What are the problems with them?
Removal of wisdom teeth is necessitated by recurrent infections (pericoronitis) which causes pain, swelling and reduced opening, decay, serious gum disease, the development of a cyst or impaction of the teeth.
What will the NHS Dentist do?
Wisdom teeth may be removed in this surgery under local anaesthetic or by referral to a specialist oral surgeon for sedation or general anaesthetic (depending on the level of difficulty). This will be at a hospital or clinic. There are long waiting times for hospital treatment due to a shortage of funds to employ specialists.
You will have an appointment to assess the wisdom teeth and then another appointment to have them extracted, probably one by one.
What to expect after the extractions?
- The socket may ooze slightly for a few hours. Some bony spicules may outline the edge of the wound. These will either be separated and exfoliated or reabsorbed into the healing socket. These symptoms usually improve rapidly within a week
- Some bruising and stiffness will occur and you may experience some difficulty in opening your jaw wide. This will usually pass over the following week or two.
- Pain and discomfort may be relieved with ordinary pain killers such as paracetamol and ibuprofen (not aspirin). You may also be prescribed antibiotics.

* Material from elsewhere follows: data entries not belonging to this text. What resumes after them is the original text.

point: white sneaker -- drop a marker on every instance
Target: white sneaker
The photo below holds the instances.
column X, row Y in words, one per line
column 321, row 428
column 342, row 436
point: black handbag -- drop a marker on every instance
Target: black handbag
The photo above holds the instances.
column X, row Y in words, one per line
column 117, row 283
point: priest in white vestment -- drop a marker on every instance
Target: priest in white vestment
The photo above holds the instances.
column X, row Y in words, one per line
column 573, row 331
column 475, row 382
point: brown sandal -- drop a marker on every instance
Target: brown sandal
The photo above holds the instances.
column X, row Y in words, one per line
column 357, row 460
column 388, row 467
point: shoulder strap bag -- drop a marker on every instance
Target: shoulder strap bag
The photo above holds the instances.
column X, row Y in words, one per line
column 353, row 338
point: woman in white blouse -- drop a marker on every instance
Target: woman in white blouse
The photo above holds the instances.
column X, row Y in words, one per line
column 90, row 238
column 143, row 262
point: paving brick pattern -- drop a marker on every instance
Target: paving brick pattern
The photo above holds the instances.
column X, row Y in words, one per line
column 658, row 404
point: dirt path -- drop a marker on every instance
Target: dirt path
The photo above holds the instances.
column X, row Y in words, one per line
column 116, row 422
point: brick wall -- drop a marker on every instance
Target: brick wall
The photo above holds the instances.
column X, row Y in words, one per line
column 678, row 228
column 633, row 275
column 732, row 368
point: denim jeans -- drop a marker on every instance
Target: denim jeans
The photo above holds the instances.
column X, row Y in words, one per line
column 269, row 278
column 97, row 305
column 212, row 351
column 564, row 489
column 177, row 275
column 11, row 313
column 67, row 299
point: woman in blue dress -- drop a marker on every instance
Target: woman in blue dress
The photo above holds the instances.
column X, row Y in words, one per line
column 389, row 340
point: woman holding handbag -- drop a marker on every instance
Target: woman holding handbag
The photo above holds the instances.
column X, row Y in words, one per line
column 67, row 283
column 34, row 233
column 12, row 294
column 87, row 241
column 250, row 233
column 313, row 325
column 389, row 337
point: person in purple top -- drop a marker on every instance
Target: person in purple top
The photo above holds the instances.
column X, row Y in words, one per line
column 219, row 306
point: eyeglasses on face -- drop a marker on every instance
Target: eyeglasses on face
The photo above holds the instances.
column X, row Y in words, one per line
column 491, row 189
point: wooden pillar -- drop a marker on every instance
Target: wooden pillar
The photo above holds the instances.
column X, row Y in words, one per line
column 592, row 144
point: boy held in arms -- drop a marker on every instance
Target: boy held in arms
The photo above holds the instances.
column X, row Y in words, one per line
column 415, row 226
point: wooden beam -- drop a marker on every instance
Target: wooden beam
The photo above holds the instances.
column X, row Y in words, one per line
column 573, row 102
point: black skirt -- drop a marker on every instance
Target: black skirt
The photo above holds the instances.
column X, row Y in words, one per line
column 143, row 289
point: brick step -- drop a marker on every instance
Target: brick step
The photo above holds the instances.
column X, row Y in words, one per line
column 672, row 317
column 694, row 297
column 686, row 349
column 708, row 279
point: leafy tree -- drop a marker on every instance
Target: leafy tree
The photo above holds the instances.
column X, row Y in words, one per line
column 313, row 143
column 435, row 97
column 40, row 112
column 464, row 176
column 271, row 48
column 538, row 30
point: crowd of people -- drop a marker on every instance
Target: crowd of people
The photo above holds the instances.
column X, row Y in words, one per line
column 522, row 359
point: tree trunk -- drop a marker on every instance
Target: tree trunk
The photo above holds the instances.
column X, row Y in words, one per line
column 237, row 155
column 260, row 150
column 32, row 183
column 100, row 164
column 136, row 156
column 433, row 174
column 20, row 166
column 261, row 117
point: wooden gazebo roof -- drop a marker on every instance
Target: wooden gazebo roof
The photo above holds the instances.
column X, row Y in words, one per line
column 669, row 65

- Occasionally wisdom teeth sockets become infected. This will cause the pain, stiffness and swelling to last longer than normal.
- Some patients will suffer a tingling or numb sensation in the lower lip or tongue. This is because the nerve supply to the lip lies just below the lower wisdom teeth. This nerve supply may be bruised and can be permanently damaged. You may be bruised during the procedure.
Should any of the above occur, you are advised to contact your dentist.